In June, working with experts in artificial intelligence (AI) fairness, Microsoft revised and expanded the datasets it uses to train Face API, a Microsoft Azure API that provides algorithms for detecting, recognizing, and analyzing human faces in images. With new data across skin tones, genders, and ages, it was able to reduce error rates for men and women with darker skin by up to 20 times, and by 9 times for women.
An emerging class of algorithmic bias mitigation tools, meanwhile, promises to accelerate progress toward more impartial AI.

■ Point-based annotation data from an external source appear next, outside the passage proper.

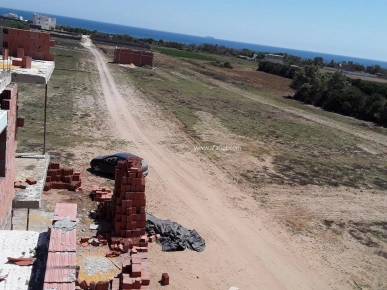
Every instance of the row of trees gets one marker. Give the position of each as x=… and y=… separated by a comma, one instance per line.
x=337, y=93
x=282, y=70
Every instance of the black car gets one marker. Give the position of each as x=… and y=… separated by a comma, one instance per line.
x=107, y=163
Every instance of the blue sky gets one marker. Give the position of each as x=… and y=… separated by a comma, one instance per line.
x=344, y=27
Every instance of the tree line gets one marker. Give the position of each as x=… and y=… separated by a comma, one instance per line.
x=337, y=93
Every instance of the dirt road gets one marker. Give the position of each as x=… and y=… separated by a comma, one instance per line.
x=184, y=187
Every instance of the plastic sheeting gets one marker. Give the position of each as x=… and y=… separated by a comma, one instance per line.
x=174, y=237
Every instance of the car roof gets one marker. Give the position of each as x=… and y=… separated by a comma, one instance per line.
x=124, y=155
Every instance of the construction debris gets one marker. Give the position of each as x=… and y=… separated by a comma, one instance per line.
x=21, y=261
x=174, y=237
x=62, y=178
x=165, y=279
x=31, y=180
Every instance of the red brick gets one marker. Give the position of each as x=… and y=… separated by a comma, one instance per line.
x=16, y=62
x=44, y=36
x=165, y=279
x=20, y=122
x=31, y=180
x=5, y=53
x=20, y=52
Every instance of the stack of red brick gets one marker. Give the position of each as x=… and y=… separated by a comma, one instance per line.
x=135, y=273
x=102, y=194
x=136, y=57
x=129, y=201
x=25, y=43
x=62, y=178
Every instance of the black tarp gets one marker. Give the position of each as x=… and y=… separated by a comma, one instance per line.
x=174, y=237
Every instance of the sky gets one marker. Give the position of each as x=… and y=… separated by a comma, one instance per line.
x=343, y=27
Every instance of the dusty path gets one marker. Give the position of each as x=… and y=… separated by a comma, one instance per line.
x=240, y=250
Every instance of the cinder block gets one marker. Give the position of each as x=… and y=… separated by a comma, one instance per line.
x=26, y=62
x=34, y=35
x=44, y=36
x=165, y=279
x=16, y=62
x=49, y=57
x=5, y=53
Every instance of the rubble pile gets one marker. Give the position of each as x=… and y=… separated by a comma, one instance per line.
x=62, y=178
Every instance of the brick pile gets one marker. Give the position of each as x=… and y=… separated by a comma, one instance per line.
x=135, y=273
x=26, y=44
x=62, y=178
x=136, y=57
x=102, y=194
x=104, y=197
x=128, y=204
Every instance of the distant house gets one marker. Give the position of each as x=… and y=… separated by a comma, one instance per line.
x=254, y=58
x=274, y=58
x=44, y=22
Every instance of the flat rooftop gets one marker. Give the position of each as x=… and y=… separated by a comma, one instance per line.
x=39, y=73
x=16, y=244
x=35, y=166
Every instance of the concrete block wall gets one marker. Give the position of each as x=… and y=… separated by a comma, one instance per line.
x=8, y=146
x=63, y=263
x=28, y=43
x=137, y=57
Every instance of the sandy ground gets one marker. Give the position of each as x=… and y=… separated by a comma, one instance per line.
x=241, y=250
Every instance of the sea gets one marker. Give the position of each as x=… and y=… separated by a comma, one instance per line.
x=189, y=39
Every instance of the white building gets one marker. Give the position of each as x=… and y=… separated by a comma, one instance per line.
x=44, y=22
x=275, y=58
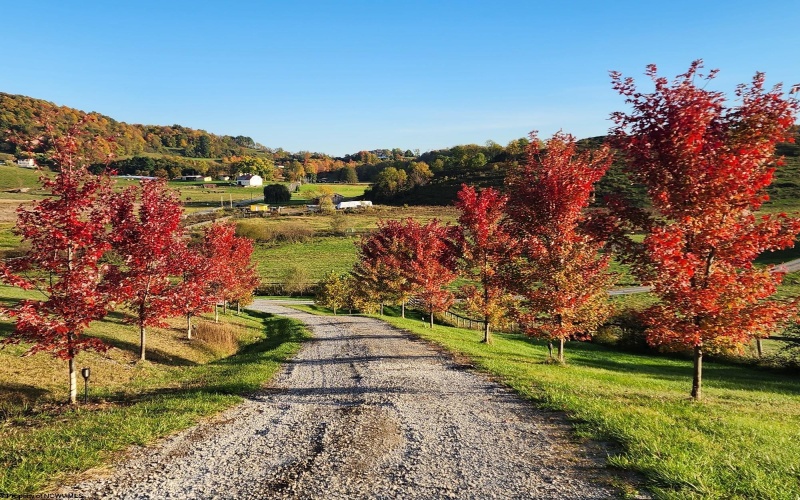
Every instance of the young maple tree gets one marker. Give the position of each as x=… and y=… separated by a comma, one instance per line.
x=705, y=167
x=232, y=275
x=195, y=271
x=433, y=262
x=382, y=268
x=147, y=239
x=559, y=272
x=68, y=234
x=486, y=246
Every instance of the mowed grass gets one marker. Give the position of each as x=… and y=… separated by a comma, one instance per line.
x=316, y=257
x=42, y=443
x=741, y=441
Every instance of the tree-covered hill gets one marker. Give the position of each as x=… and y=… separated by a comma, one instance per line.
x=487, y=166
x=21, y=118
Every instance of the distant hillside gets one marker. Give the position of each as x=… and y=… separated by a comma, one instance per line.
x=487, y=165
x=22, y=116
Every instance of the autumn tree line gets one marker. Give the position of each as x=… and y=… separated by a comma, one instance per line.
x=92, y=249
x=537, y=253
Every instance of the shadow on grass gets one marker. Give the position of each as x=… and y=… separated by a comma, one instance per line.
x=239, y=374
x=153, y=355
x=18, y=394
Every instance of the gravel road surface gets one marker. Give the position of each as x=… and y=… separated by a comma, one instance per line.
x=366, y=411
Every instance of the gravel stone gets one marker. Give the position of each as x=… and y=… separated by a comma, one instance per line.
x=366, y=411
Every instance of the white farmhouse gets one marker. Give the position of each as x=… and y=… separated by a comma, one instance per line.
x=249, y=180
x=344, y=205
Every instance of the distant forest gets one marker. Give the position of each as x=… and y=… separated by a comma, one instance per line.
x=398, y=176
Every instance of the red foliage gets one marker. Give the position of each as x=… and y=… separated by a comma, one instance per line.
x=486, y=246
x=232, y=276
x=383, y=264
x=68, y=235
x=705, y=167
x=192, y=290
x=432, y=264
x=148, y=239
x=405, y=258
x=560, y=273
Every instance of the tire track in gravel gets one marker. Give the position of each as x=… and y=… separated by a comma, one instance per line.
x=366, y=411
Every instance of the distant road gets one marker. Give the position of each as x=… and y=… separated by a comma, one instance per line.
x=787, y=267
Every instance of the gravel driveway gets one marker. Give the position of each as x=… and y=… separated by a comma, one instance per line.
x=366, y=411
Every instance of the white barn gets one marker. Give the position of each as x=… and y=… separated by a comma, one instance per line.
x=249, y=180
x=343, y=205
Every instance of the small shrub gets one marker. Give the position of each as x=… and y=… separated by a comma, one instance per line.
x=296, y=281
x=339, y=223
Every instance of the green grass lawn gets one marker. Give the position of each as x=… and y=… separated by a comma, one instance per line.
x=741, y=441
x=316, y=257
x=41, y=445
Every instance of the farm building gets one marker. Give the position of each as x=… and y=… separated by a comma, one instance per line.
x=249, y=180
x=195, y=178
x=344, y=205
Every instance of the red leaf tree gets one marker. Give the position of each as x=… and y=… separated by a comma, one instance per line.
x=560, y=271
x=147, y=238
x=193, y=295
x=706, y=167
x=486, y=246
x=433, y=263
x=232, y=275
x=68, y=235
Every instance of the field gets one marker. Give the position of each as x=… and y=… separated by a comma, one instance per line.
x=130, y=402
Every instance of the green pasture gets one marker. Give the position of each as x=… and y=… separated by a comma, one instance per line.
x=43, y=445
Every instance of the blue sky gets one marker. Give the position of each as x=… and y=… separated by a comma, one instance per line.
x=339, y=77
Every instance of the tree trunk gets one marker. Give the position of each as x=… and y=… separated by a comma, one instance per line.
x=697, y=386
x=142, y=338
x=73, y=382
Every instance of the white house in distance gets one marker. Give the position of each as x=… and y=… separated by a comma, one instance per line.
x=249, y=180
x=344, y=205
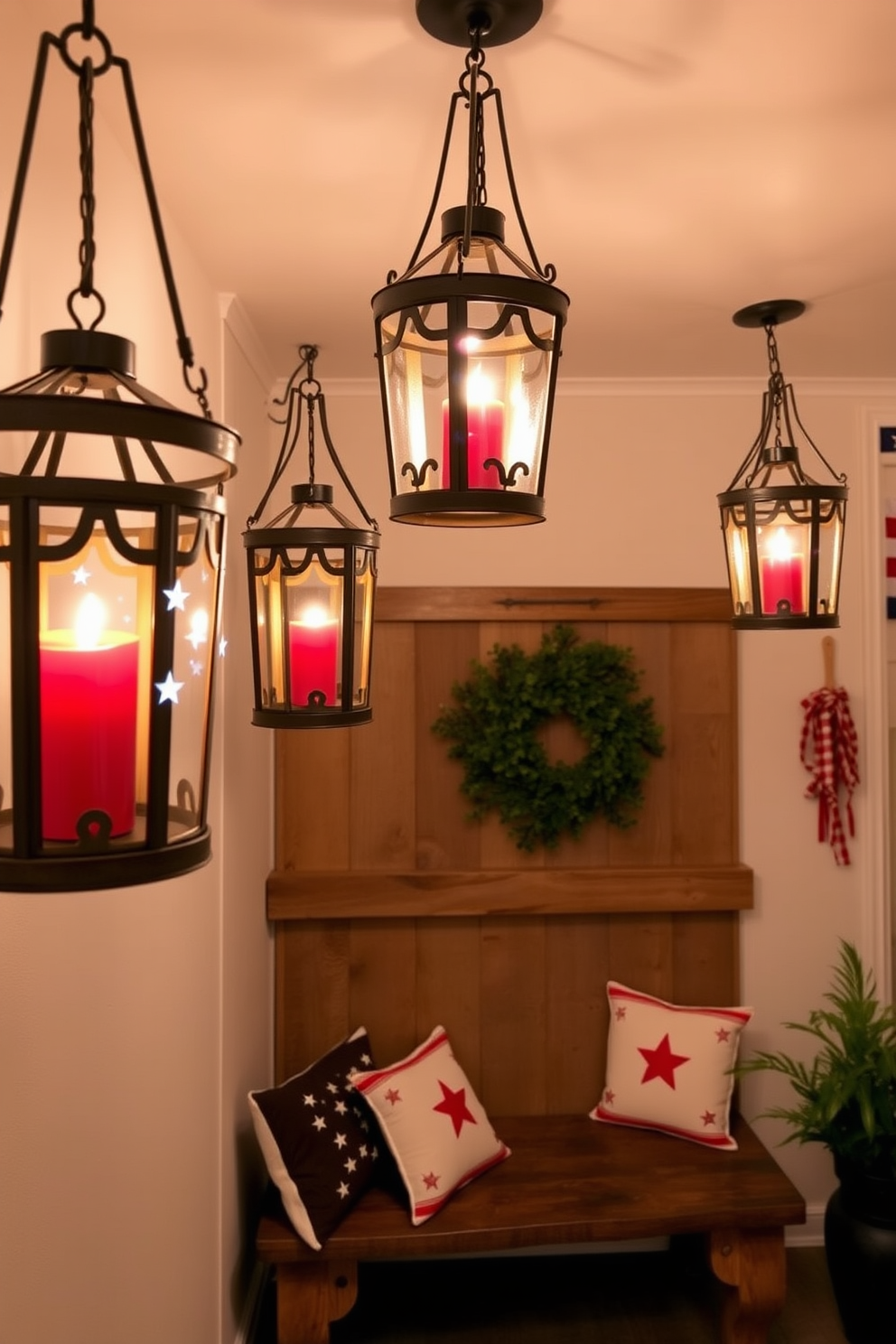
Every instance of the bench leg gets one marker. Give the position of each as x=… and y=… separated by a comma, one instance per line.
x=312, y=1296
x=752, y=1267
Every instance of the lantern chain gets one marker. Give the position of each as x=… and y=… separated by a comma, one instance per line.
x=775, y=379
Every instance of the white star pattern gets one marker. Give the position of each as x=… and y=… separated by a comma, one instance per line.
x=176, y=597
x=168, y=690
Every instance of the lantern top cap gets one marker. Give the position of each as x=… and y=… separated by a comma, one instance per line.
x=498, y=22
x=769, y=313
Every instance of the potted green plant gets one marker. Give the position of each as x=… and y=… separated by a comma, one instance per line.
x=845, y=1098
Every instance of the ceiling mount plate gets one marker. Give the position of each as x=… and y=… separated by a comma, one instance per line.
x=770, y=313
x=449, y=21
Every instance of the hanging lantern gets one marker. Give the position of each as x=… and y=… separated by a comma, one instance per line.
x=468, y=346
x=110, y=547
x=312, y=580
x=783, y=531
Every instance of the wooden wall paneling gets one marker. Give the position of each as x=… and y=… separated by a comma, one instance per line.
x=312, y=790
x=705, y=734
x=563, y=742
x=311, y=992
x=649, y=840
x=448, y=988
x=499, y=848
x=641, y=952
x=513, y=1016
x=705, y=958
x=576, y=1011
x=383, y=760
x=383, y=984
x=445, y=836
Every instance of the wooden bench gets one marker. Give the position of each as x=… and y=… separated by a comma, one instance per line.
x=393, y=911
x=568, y=1181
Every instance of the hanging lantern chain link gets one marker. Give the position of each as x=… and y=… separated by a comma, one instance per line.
x=775, y=379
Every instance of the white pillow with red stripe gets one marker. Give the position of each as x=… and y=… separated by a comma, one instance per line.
x=433, y=1123
x=669, y=1066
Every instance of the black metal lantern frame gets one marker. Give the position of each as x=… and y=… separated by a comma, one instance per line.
x=112, y=531
x=312, y=583
x=468, y=339
x=783, y=530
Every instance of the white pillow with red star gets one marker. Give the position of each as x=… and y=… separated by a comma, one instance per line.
x=319, y=1140
x=669, y=1066
x=433, y=1123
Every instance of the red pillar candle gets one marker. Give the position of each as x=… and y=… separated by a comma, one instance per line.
x=88, y=729
x=484, y=434
x=313, y=649
x=780, y=577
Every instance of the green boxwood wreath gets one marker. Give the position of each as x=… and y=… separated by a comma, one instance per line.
x=495, y=733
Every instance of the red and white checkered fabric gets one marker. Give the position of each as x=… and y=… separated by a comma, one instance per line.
x=829, y=751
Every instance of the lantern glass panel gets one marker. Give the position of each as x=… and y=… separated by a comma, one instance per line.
x=5, y=682
x=364, y=586
x=193, y=606
x=313, y=613
x=94, y=668
x=496, y=364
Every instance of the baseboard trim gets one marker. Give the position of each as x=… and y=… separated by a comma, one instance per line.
x=250, y=1320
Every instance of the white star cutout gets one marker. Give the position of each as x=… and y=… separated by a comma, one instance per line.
x=176, y=597
x=168, y=690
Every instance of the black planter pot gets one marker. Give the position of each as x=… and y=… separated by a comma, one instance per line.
x=860, y=1242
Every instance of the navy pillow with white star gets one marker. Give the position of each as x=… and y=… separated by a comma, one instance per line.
x=319, y=1140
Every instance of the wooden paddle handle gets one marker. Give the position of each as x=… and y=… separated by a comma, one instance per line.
x=827, y=655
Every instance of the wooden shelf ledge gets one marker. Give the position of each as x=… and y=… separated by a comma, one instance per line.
x=512, y=891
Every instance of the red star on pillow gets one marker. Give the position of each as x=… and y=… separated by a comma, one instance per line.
x=662, y=1062
x=454, y=1104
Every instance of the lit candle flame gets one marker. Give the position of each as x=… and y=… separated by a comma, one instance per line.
x=780, y=546
x=314, y=616
x=90, y=622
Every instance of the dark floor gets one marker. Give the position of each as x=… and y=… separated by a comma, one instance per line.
x=636, y=1299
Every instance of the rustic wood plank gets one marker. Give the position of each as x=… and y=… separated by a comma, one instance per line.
x=555, y=603
x=449, y=988
x=383, y=985
x=312, y=798
x=705, y=958
x=383, y=760
x=445, y=835
x=576, y=1010
x=341, y=895
x=311, y=1004
x=649, y=840
x=513, y=1022
x=641, y=952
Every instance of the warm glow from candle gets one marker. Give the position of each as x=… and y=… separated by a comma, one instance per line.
x=779, y=547
x=313, y=617
x=90, y=622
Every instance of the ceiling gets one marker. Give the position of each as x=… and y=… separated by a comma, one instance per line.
x=675, y=159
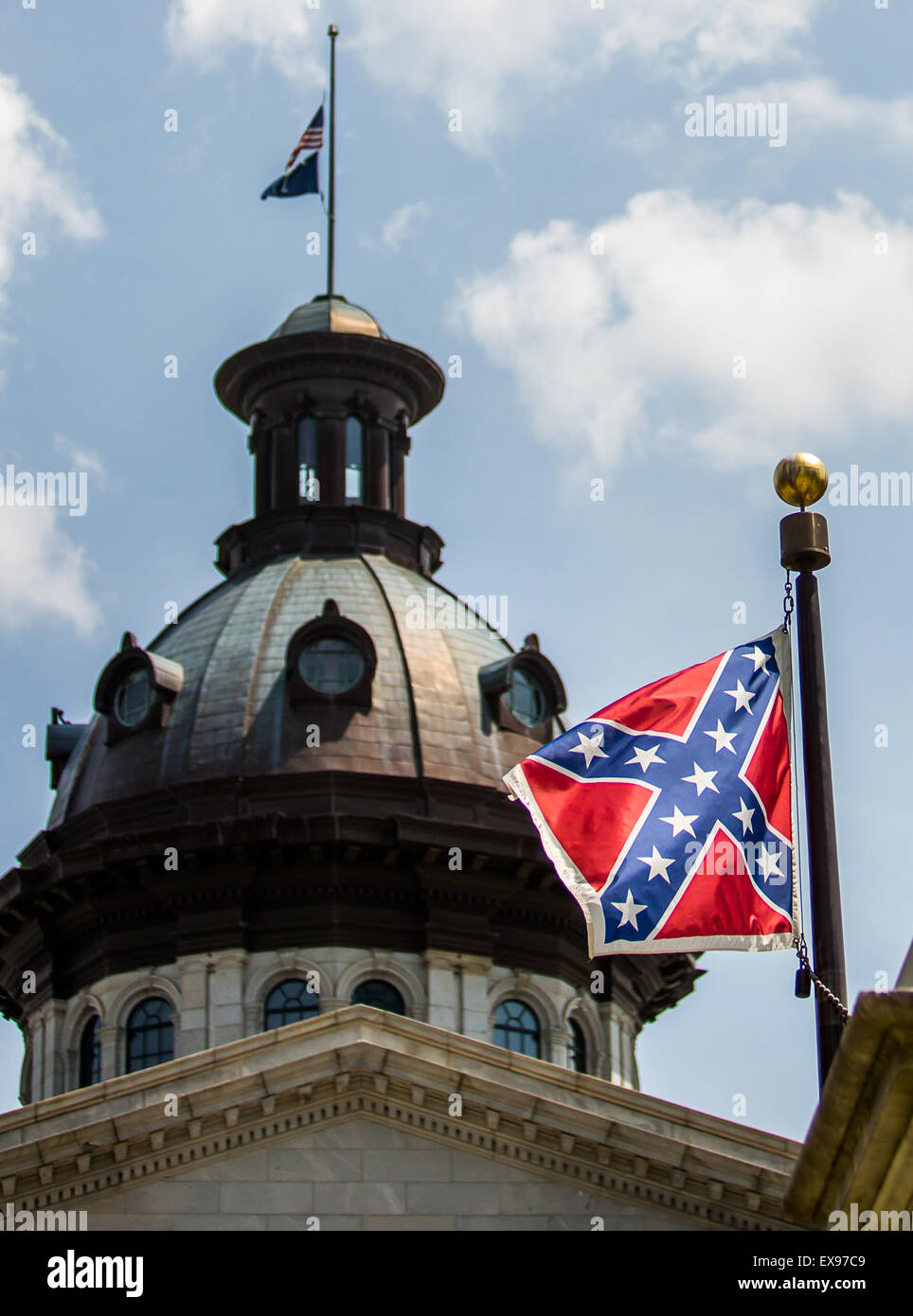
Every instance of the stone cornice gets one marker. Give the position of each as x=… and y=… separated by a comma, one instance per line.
x=859, y=1147
x=524, y=1112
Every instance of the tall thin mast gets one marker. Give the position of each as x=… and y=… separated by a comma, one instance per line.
x=333, y=32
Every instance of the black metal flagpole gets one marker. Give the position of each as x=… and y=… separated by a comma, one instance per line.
x=803, y=479
x=331, y=32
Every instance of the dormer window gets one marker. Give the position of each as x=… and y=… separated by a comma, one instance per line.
x=135, y=690
x=523, y=694
x=331, y=667
x=527, y=699
x=331, y=660
x=132, y=698
x=354, y=459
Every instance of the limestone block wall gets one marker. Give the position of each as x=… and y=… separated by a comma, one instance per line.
x=361, y=1174
x=222, y=996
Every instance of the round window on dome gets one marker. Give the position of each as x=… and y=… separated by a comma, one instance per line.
x=527, y=699
x=331, y=665
x=133, y=699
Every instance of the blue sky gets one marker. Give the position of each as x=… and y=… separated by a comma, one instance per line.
x=665, y=313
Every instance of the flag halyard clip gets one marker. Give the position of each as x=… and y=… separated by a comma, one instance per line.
x=805, y=975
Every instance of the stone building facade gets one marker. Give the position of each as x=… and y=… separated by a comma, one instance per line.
x=288, y=809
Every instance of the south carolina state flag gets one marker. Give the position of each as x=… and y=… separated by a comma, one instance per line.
x=669, y=813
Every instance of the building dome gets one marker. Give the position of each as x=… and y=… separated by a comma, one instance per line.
x=233, y=716
x=329, y=314
x=291, y=798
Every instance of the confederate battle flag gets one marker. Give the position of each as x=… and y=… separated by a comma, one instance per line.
x=669, y=813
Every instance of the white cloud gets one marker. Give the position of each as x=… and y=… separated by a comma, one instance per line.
x=81, y=459
x=817, y=103
x=404, y=222
x=44, y=573
x=38, y=187
x=288, y=33
x=631, y=351
x=497, y=60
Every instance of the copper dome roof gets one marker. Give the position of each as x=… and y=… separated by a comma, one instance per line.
x=233, y=719
x=329, y=314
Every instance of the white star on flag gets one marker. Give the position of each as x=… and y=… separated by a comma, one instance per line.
x=743, y=697
x=768, y=863
x=658, y=864
x=760, y=658
x=589, y=746
x=680, y=822
x=721, y=738
x=646, y=756
x=744, y=816
x=703, y=780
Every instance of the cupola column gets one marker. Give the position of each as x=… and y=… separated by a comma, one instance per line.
x=399, y=448
x=375, y=459
x=284, y=466
x=331, y=459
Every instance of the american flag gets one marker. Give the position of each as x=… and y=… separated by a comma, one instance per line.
x=311, y=140
x=669, y=813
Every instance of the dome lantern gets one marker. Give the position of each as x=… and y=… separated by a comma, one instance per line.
x=329, y=399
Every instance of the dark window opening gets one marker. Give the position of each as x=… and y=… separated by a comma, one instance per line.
x=151, y=1035
x=379, y=994
x=517, y=1028
x=308, y=483
x=90, y=1053
x=288, y=1003
x=331, y=667
x=354, y=459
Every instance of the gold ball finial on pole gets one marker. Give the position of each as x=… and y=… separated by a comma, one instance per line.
x=800, y=479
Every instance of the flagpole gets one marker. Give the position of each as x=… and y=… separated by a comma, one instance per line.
x=331, y=32
x=803, y=479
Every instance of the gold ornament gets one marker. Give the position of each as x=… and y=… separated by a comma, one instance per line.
x=800, y=479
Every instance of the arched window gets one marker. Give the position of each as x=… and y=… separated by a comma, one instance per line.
x=379, y=994
x=288, y=1003
x=354, y=459
x=517, y=1028
x=90, y=1053
x=577, y=1046
x=151, y=1035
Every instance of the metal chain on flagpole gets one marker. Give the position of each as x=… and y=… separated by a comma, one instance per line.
x=801, y=951
x=805, y=975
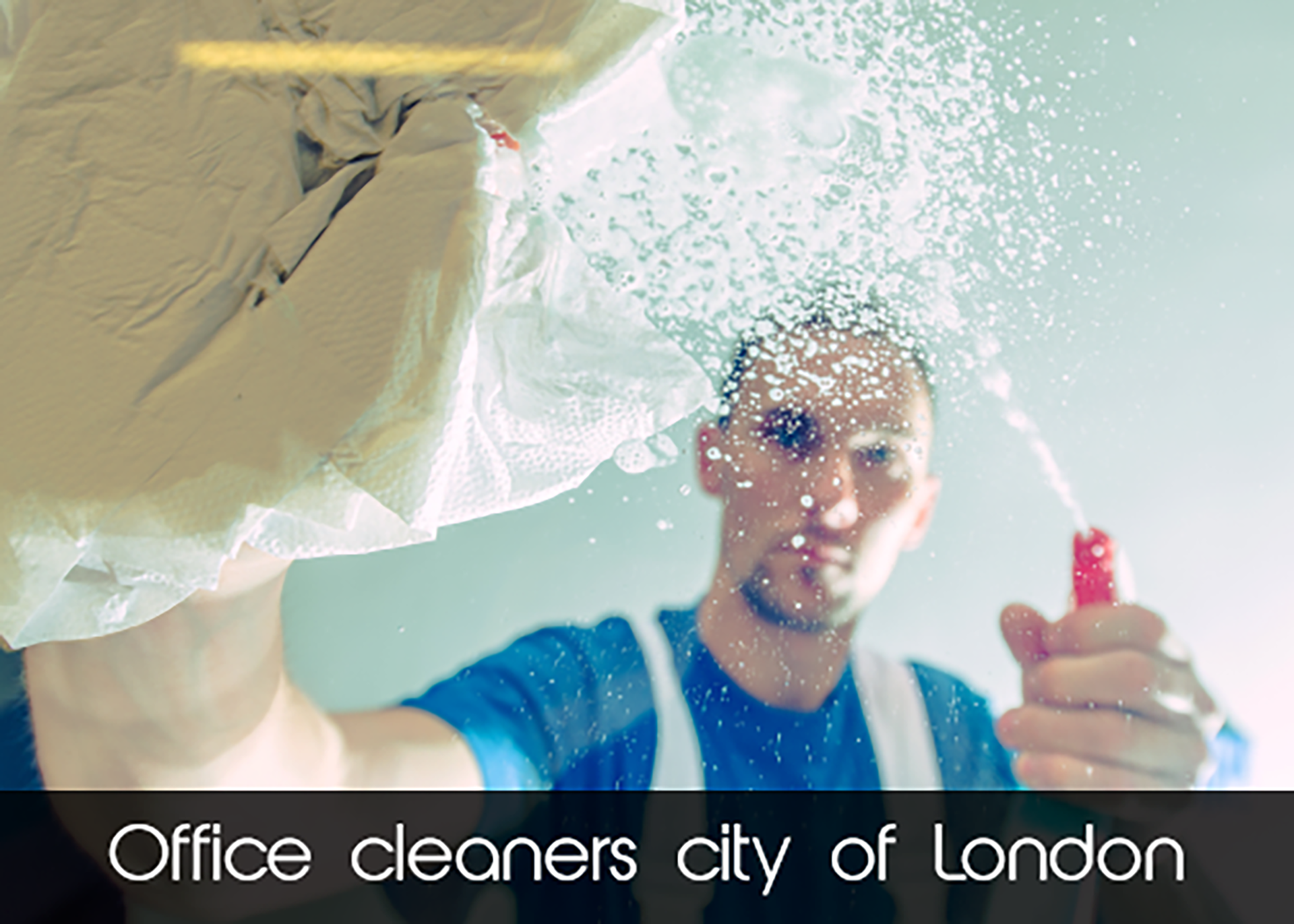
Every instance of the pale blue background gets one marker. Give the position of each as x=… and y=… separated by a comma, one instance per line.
x=1173, y=425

In May, Facebook announced Fairness Flow, which automatically warns if an algorithm is making an unfair judgment about a person based on his or her race, gender, or age. Startup Pymetrics open-sourced its bias detection tool Audit AI. Accenture released a toolkit that automatically detects bias in AI algorithms and helps data scientists mitigate that bias. And in September, Google debuted the What-If Tool, a bias-detecting feature of the TensorBoard web dashboard for its TensorFlow machine learning framework, following the debut of Microsoft’s own solution in May.
IBM, not to be outdone, in the fall released AI Fairness 360, a cloud-based, fully automated suite that “continually provides [insights]” into how AI systems are making their decisions and recommends adjustments — such as algorithmic tweaks or counterbalancing data — that might lessen the impact of prejudice. And recent research from its Watson and Cloud Platforms group has focused on mitigating bias in AI models, specifically as they relate to facial recognition.
With any luck, those efforts — along with pioneering work like MIT CSAIL’s new algorithm — will make change for the better.